Safety, easy access to the great outdoors and the city make it great place to live, but high housing costs a worry
METRO VANCOUVER – From where he lives in North Vancouver, Gordon White can be kayaking in the Capilano River in five minutes, rock climbing in Squamish in under an hour or kicking back at a wine bar in downtown Vancouver in half an hour or less.
The North Shore’s proximity to both the great outdoors and the cultural amenities of a big city are among the reasons its residents are among the happiest in the region, according to the results of a poll conducted by Angus Reid Global.
Most North Shore residents (89 per cent) rated the area as an excellent or good place to live, roughly on par with other Metro Vancouver municipalities, with marked exception of Surrey, at 64 per cent.
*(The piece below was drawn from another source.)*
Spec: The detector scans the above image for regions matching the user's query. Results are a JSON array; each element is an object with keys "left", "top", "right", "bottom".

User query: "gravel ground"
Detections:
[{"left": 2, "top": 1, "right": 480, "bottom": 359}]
However, those on the North Shore were significantly more enthusiastic in their endorsement, with more than half (54 per cent), rating the area as an excellent place to live, well above the regional average of 33 per cent.
Part of the reason could be that the two factors North Shore residents gave highest marks for — safety of the community and as a good place to raise children — were also the measures that proved to be key determinants of satisfaction for all respondents, with economic and geographic factors taking a back seat.
On safety in particular, a remarkable 85 per cent of residents rated the North Shore as excellent or good, compared with a regional average of 49 per cent and a low of 13 per cent in Surrey.
“If I’m going to live in Vancouver, I’m not going to live in any other community,” said Kim Hirst, who has lived in North Vancouver most of her life. “I like being able to escape the crowds and the noise.”
The North Shore has held on to something of a small-town feeling, especially in places like Edgemont Village, said Hirst, who said she enjoys running into people she knows while out and about. Access to green space, parks and outdoor recreation is also important to Hirst, who bikes to work and hits the ski hills in the winter. The North Shore received the highest score in the region on this measure as well.
White moved to the North Shore primarily because of the easy access to outdoor recreation. He is an avid kayaker, rock climber, backcountry enthusiast and skier.
“It’s a slower pace in North Van. … It was like moving to a small town in some ways after the hustle, bustle, sort of faster more trendy Kitsilano,” he said. “You go to North Van and it’s like, wow. People are just so much more relaxed and friendly.”